Like the medieval Vatican chasing a holy relic, Intel has sent out a declaration to all the lands: "Deliver unto us the original magazine containing Gordon Moore's famous law, and we shall shower you with gold". It is true that unlike Intel the Holy Church didn't use eBay, but such seems to be today's preferred channel for items of religious revelation.
This is more appropriate than at first appears. Moore's Law, which celebrates its 40th birthday next week, is not the scientific axiom so many people believe it to be. Like a strange pattern on a toasted cheese sandwich, one may read into it what one wishes; like many a favourite scriptural passage, it is often misquoted. You may be forgiven for thinking it predicts a doubling of computing power every eighteen months — or two years, or whatever — but Gordon Moore described nothing of the sort.

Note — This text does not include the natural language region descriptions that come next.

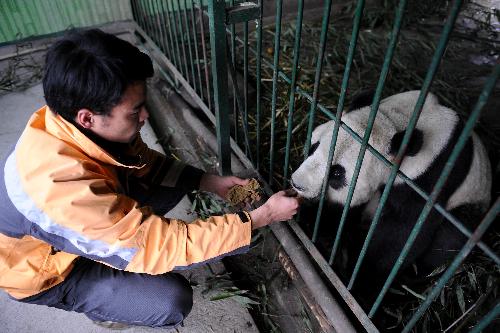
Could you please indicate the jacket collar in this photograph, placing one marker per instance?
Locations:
(93, 146)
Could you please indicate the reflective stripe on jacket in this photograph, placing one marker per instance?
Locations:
(61, 197)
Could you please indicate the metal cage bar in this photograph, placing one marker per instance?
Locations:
(291, 101)
(411, 126)
(277, 34)
(345, 81)
(220, 24)
(259, 84)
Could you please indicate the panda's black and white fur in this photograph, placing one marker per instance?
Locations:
(466, 194)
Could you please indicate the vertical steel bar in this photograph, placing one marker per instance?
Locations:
(217, 17)
(197, 55)
(411, 125)
(277, 34)
(150, 12)
(467, 248)
(147, 25)
(462, 140)
(205, 61)
(291, 101)
(374, 108)
(259, 83)
(371, 118)
(188, 34)
(319, 66)
(245, 86)
(139, 19)
(343, 90)
(182, 39)
(490, 316)
(173, 24)
(233, 60)
(164, 29)
(156, 25)
(170, 40)
(161, 41)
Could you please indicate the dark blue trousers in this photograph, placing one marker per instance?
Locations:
(103, 293)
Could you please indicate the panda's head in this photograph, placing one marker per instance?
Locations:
(386, 137)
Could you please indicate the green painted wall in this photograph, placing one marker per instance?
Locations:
(25, 18)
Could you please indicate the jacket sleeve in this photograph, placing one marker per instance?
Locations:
(162, 170)
(78, 211)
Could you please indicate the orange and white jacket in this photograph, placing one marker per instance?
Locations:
(62, 196)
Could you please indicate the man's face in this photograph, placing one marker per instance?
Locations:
(125, 120)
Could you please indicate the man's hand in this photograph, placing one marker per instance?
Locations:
(220, 185)
(279, 207)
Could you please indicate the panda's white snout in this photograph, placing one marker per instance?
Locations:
(296, 186)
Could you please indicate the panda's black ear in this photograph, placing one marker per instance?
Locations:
(362, 99)
(414, 146)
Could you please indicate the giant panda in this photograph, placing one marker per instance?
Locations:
(466, 194)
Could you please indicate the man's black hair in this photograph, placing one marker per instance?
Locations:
(91, 70)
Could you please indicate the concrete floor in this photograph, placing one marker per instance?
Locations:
(207, 316)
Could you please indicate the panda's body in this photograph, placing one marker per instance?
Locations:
(466, 194)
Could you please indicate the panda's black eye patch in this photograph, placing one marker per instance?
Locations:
(337, 177)
(313, 148)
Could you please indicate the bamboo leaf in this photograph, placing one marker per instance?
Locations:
(460, 298)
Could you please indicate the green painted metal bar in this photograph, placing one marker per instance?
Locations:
(182, 39)
(258, 66)
(170, 39)
(411, 126)
(216, 14)
(160, 28)
(178, 42)
(373, 113)
(138, 14)
(168, 43)
(196, 53)
(461, 256)
(233, 60)
(490, 316)
(150, 14)
(240, 107)
(173, 26)
(147, 13)
(277, 34)
(291, 101)
(243, 12)
(317, 77)
(204, 50)
(462, 140)
(343, 90)
(386, 162)
(245, 88)
(374, 109)
(188, 41)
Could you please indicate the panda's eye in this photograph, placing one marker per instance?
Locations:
(337, 176)
(313, 148)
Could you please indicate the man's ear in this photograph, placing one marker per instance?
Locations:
(85, 118)
(414, 146)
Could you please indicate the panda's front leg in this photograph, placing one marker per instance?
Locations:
(390, 236)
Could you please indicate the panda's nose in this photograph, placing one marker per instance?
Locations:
(297, 187)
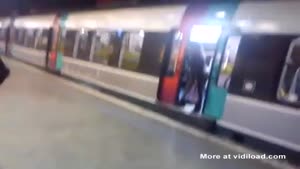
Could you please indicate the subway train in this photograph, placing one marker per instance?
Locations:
(251, 59)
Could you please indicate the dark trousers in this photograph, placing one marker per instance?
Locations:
(200, 81)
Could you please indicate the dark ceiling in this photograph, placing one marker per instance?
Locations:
(24, 7)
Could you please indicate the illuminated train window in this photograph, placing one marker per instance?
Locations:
(84, 45)
(42, 39)
(30, 38)
(228, 61)
(103, 47)
(289, 88)
(68, 39)
(131, 50)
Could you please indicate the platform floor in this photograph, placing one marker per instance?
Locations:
(48, 124)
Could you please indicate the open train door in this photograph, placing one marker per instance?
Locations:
(204, 23)
(54, 59)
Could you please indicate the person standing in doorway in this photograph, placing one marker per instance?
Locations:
(197, 75)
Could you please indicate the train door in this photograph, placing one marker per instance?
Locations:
(55, 56)
(205, 27)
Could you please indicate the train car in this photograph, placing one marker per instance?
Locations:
(4, 25)
(263, 67)
(31, 38)
(250, 58)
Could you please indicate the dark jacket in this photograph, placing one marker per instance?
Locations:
(4, 71)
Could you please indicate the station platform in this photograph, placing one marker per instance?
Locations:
(51, 123)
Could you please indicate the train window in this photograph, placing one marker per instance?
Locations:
(289, 88)
(30, 37)
(2, 34)
(42, 39)
(228, 61)
(84, 45)
(68, 38)
(258, 65)
(20, 37)
(152, 53)
(175, 52)
(107, 48)
(131, 50)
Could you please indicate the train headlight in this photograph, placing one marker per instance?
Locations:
(206, 33)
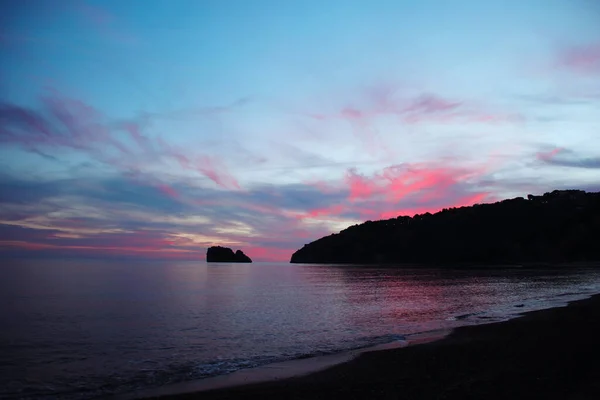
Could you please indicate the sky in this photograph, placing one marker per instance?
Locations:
(157, 128)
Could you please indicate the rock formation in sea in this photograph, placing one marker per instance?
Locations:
(561, 226)
(225, 254)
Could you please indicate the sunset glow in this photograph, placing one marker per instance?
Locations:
(156, 129)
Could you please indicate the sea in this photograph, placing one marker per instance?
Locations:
(85, 329)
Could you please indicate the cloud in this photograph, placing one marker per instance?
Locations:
(425, 107)
(69, 125)
(567, 158)
(580, 59)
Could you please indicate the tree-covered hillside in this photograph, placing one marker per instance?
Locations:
(556, 227)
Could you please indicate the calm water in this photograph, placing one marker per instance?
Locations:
(83, 329)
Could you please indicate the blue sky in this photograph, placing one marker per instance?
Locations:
(158, 128)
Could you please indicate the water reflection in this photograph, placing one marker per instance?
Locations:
(112, 326)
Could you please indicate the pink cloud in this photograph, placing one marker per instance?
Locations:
(169, 191)
(424, 108)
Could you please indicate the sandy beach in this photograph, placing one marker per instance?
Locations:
(548, 354)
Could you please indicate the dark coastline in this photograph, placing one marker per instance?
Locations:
(549, 354)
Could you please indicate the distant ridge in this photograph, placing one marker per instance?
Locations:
(561, 226)
(225, 254)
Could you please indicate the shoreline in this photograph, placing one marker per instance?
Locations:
(277, 371)
(549, 353)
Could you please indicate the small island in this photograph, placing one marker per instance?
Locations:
(225, 254)
(557, 227)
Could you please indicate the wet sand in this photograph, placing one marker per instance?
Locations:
(548, 354)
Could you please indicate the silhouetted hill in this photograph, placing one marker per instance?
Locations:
(556, 227)
(225, 254)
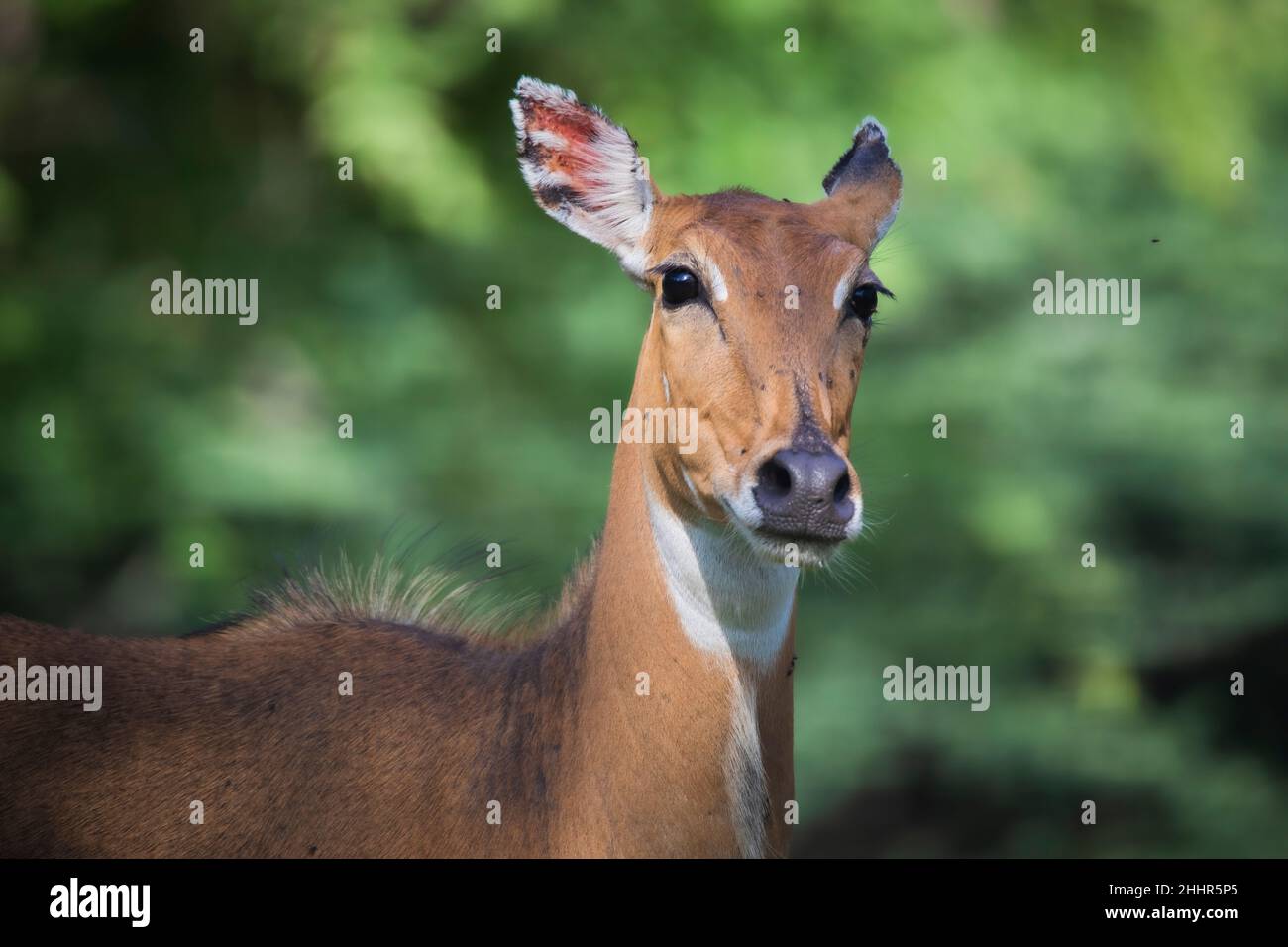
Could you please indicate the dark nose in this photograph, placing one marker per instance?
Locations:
(805, 493)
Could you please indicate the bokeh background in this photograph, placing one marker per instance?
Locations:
(1108, 684)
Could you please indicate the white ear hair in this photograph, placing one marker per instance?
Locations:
(583, 169)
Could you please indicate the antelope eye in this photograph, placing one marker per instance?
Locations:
(679, 286)
(863, 302)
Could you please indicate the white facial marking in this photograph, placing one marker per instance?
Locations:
(719, 290)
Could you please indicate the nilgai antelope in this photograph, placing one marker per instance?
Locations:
(653, 716)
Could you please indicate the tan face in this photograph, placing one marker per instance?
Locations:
(761, 311)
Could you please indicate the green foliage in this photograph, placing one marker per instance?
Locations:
(1109, 684)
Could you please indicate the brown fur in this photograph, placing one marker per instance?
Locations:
(249, 719)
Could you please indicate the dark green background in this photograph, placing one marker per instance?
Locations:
(1108, 684)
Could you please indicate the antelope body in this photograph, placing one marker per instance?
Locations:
(652, 718)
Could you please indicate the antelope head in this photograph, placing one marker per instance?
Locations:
(761, 312)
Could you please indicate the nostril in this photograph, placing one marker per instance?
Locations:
(774, 478)
(841, 492)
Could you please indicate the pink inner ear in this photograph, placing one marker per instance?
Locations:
(578, 158)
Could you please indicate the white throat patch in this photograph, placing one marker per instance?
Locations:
(737, 608)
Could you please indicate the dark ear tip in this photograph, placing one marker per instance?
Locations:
(870, 131)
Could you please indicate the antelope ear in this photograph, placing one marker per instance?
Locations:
(584, 170)
(868, 182)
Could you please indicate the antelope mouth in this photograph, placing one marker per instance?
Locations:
(786, 545)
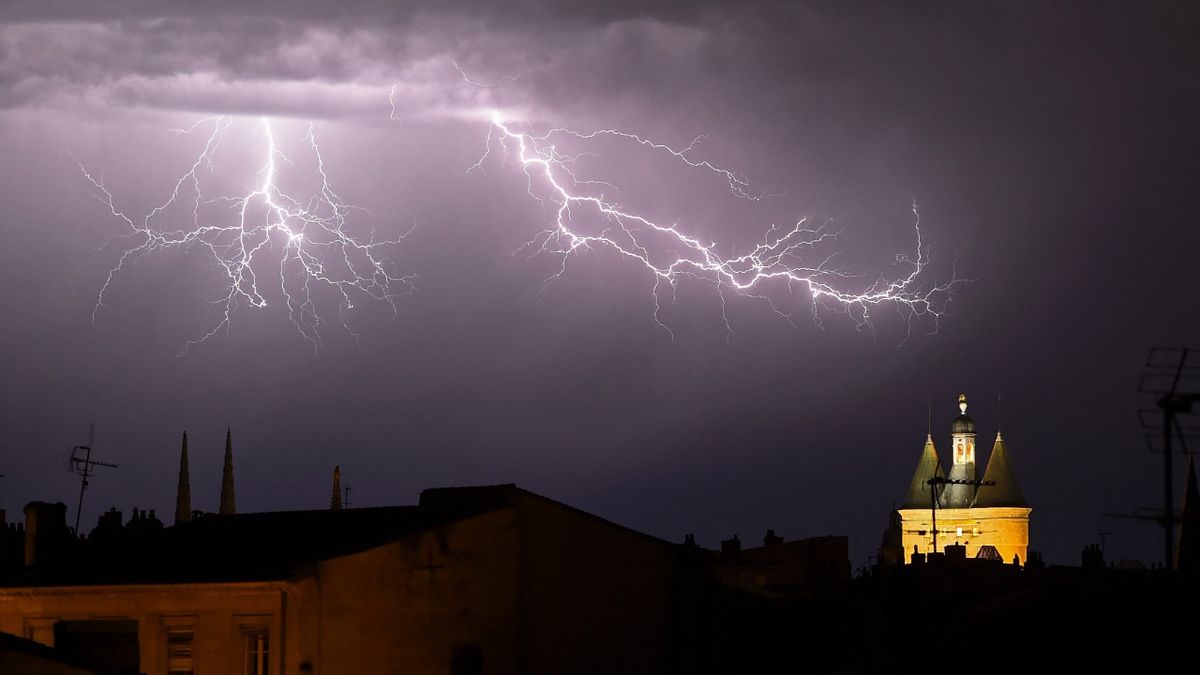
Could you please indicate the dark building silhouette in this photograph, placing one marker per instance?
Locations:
(491, 579)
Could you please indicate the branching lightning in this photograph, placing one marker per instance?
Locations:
(307, 239)
(797, 256)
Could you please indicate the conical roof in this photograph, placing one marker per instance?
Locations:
(928, 467)
(1006, 493)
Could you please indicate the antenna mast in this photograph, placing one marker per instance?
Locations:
(1174, 399)
(83, 465)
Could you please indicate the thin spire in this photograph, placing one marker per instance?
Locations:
(335, 499)
(228, 506)
(184, 491)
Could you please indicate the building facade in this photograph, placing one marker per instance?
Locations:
(989, 517)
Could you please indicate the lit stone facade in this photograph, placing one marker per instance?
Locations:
(987, 517)
(1006, 529)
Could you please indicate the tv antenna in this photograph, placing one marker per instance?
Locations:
(83, 465)
(1173, 376)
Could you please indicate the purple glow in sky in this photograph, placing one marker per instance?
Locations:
(1051, 150)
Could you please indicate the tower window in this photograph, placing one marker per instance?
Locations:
(179, 650)
(256, 650)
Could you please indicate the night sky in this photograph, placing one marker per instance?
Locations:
(1053, 150)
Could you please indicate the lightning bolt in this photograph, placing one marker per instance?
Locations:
(307, 240)
(796, 256)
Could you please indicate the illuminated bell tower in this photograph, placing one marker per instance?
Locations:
(961, 460)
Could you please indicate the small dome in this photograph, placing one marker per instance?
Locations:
(963, 424)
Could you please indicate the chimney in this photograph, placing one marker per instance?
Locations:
(227, 501)
(184, 491)
(46, 527)
(335, 500)
(731, 545)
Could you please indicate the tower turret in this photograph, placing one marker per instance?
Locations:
(961, 459)
(228, 506)
(184, 491)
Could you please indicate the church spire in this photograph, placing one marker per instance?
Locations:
(1187, 555)
(335, 499)
(1005, 491)
(184, 491)
(960, 494)
(227, 500)
(927, 467)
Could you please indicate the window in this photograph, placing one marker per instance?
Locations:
(179, 650)
(256, 651)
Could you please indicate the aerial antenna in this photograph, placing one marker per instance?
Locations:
(1173, 377)
(83, 465)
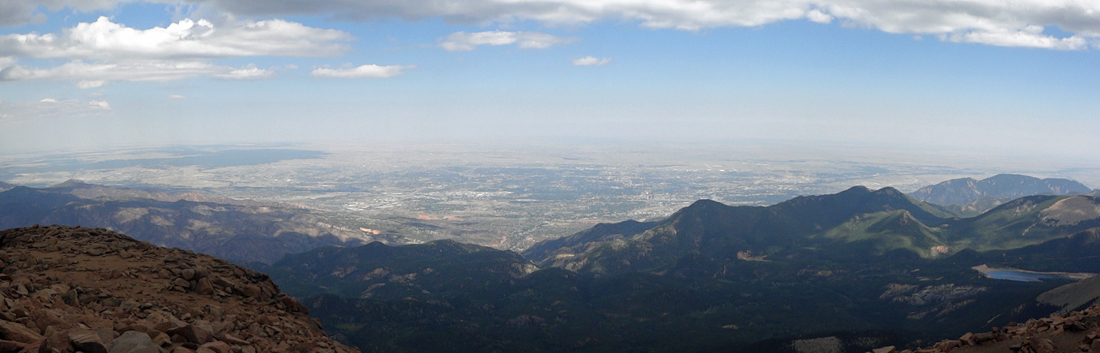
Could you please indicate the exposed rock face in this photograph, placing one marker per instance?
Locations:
(77, 289)
(1077, 331)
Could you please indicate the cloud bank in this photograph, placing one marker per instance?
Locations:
(184, 40)
(362, 72)
(463, 41)
(992, 22)
(103, 51)
(50, 108)
(591, 61)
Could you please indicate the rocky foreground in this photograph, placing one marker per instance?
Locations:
(77, 289)
(1077, 331)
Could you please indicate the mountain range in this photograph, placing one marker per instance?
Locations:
(967, 197)
(80, 289)
(240, 231)
(847, 272)
(860, 268)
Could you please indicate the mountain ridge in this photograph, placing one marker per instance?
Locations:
(967, 197)
(242, 232)
(73, 288)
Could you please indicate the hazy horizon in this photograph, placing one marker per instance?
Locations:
(1003, 80)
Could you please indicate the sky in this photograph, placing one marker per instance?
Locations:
(1005, 78)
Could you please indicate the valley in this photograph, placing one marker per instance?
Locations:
(594, 257)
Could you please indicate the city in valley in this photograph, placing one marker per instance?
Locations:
(507, 197)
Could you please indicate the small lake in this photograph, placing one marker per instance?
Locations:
(1018, 276)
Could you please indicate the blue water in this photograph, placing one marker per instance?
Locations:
(1018, 276)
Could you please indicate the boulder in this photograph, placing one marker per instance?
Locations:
(133, 342)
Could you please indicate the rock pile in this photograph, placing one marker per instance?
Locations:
(1077, 331)
(77, 289)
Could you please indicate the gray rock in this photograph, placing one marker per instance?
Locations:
(133, 342)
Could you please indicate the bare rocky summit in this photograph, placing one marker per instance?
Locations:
(78, 289)
(1077, 331)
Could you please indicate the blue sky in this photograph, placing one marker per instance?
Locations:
(1001, 77)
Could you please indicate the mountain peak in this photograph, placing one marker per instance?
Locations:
(157, 297)
(1001, 186)
(70, 184)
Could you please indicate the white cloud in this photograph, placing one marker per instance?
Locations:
(103, 51)
(463, 41)
(817, 15)
(591, 61)
(100, 105)
(246, 74)
(89, 84)
(993, 22)
(121, 72)
(51, 108)
(362, 72)
(184, 40)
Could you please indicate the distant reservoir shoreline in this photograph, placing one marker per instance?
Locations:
(1023, 275)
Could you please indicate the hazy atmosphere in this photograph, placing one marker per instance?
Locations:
(545, 176)
(989, 78)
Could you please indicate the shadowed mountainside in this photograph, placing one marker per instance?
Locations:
(84, 289)
(241, 232)
(967, 197)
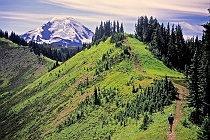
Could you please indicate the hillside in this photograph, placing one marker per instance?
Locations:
(18, 66)
(63, 103)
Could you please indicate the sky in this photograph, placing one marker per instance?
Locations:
(21, 16)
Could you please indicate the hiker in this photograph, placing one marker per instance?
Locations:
(170, 121)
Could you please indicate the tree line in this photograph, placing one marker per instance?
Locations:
(13, 37)
(166, 43)
(106, 29)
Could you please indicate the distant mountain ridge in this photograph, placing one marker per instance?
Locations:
(60, 31)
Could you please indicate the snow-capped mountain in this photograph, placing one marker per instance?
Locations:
(60, 31)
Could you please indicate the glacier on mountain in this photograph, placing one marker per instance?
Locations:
(60, 32)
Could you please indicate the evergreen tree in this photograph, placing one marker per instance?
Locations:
(195, 97)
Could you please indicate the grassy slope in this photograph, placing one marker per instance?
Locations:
(18, 68)
(54, 95)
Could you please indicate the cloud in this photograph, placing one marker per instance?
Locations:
(135, 8)
(91, 12)
(190, 30)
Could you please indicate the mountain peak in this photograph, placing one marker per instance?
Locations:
(62, 31)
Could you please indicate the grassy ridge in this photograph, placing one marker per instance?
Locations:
(52, 97)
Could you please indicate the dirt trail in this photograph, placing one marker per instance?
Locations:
(179, 112)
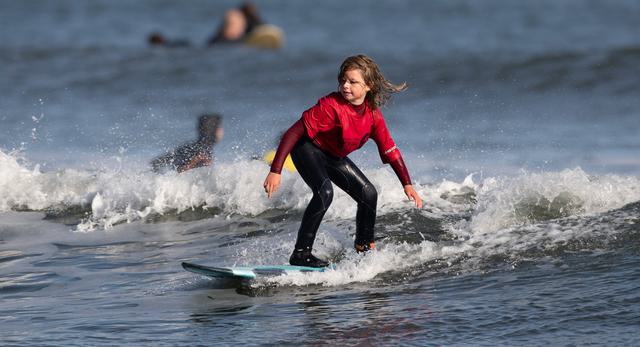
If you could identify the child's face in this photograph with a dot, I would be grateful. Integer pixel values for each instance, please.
(353, 88)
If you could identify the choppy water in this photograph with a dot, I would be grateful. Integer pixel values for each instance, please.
(520, 129)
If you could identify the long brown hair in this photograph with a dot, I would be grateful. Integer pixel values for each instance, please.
(381, 88)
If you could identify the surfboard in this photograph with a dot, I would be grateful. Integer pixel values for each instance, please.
(248, 272)
(265, 36)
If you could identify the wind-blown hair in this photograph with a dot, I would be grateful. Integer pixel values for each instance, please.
(381, 88)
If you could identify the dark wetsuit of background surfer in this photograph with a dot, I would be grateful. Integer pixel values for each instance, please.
(195, 154)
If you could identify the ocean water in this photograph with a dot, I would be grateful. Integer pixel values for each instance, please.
(520, 130)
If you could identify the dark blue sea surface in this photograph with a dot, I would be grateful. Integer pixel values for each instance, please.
(520, 130)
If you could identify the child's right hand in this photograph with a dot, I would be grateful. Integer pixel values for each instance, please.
(272, 183)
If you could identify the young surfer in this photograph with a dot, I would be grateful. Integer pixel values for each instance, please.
(319, 143)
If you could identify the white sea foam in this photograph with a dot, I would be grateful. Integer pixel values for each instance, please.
(236, 188)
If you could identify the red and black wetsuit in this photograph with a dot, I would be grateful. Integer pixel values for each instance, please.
(319, 144)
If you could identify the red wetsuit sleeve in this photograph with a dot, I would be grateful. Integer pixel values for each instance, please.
(319, 118)
(380, 134)
(289, 139)
(401, 171)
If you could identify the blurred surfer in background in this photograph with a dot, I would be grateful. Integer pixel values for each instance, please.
(157, 39)
(245, 25)
(242, 25)
(237, 24)
(195, 154)
(319, 143)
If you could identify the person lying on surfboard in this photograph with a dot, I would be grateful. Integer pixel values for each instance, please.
(194, 154)
(237, 24)
(319, 143)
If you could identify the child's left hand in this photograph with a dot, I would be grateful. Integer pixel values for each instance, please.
(412, 195)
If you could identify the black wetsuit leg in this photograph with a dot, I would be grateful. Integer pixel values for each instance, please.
(318, 170)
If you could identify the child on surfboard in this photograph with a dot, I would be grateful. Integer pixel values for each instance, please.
(319, 143)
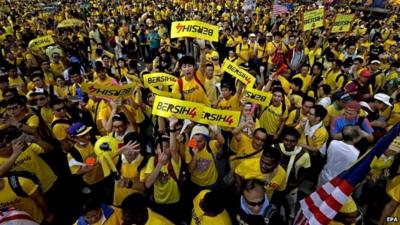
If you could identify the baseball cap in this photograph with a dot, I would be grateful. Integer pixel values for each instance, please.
(354, 105)
(199, 129)
(376, 61)
(395, 145)
(78, 129)
(342, 95)
(383, 98)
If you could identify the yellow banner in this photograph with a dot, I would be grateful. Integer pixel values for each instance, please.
(157, 79)
(41, 42)
(342, 23)
(194, 29)
(313, 19)
(225, 118)
(108, 91)
(257, 96)
(70, 23)
(237, 72)
(164, 93)
(166, 107)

Moore said that every year, the number of components on the most cost-effective chip would double. Some time afterwards, he amended that to every two years. He didn't say anything about the maximum possible number of components, nor how these components related to the amorphous concept of 'power'. Most importantly, he didn't question the underlying assumption that more equals better.
All the way through its life, Moore's Law has been rejigged — mostly to retrospectively justify what actually happened. It has been used as a compelling yet inaccurate attempt to give the semiconductor industry a divine right of prosperity through physics. That ignores a more underlying and genuine law: other than jigsaws, people don't buy things on the basis of the number of pieces inside. They buy on the benefit.
We are leaving the time when more transistors make a better computer, at least for most of us. We want — we need — smarter computers, but that's down to the software bods, who live in a mirror world. The old saying has it that Gordon Moore giveth and Bill Gates taketh away: more capable computers have led to slower, bulkier and buggier software than ever before.
Gordon Moore's formulation was visionary, valuable and surprisingly accurate. It was not and is not a law of nature, and pretending otherwise is a dangerous way to run a chip industry. It is also increasingly irrelevant. What we need now is an equivalent guiding insight for the software and systems we have built on Moore's foundation. That's always assuming there is such a thing: otherwise, in our increasingly complex and hard to manage IT world, we might as well pray to a sandwich.